The law, which was passed this spring by large margins in the State Legislature, requires all physicians associated with an abortion clinic to have admitting privileges at local hospitals.
It is no secret that the physicians who do the majority of the work at the J.W.H.O. do not currently meet this requirement; three out of four of them, including Dr. Parker, do not even live in Mississippi.
"If it closes that clinic," Gov. Phil Bryant was quoted as saying during the bill-signing ceremony, "then so be it." Mississippi would then be the only state with no abortion clinic.
Diane Derzis, who owns the clinic, has threatened to sue. But for now the doctors at the clinic have been applying to local hospitals for admission, a process that will almost certainly not be over by July 1. What will happen that week remains unclear. A spokeswoman for the State Department of Health said that even if state officials inspect the clinic early on the Monday morning of July 2, as they plan to do, the clinic would have 10 days to come up with a plan of compliance and "a reasonable amount of time" to put that plan into effect.

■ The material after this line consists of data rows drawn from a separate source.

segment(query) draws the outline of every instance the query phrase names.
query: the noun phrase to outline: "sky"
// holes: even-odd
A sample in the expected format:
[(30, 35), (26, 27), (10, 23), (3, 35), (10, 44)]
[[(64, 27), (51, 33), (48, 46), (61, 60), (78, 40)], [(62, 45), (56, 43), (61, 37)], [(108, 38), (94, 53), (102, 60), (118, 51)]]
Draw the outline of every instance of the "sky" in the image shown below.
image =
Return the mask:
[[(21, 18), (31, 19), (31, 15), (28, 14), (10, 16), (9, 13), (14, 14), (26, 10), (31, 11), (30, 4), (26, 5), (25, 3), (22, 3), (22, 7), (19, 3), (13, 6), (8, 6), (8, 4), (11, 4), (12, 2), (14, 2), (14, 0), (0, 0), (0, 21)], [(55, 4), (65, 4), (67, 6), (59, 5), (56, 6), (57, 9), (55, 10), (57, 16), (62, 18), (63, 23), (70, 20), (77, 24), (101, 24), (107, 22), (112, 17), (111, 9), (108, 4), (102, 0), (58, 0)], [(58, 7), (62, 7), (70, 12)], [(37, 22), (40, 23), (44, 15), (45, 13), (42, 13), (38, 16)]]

Mississippi is also the poorest state in the country and has the highest birth rate among teenagers, and the second-highest infant mortality rate, according to statistics compiled by the Kaiser Family Foundation. More than half of births here occur out of wedlock. Of the 2,297 women who had abortions in Mississippi in 2010, according to the State Department of Health, most were unmarried, most already had at least one child and more than three-quarters were black.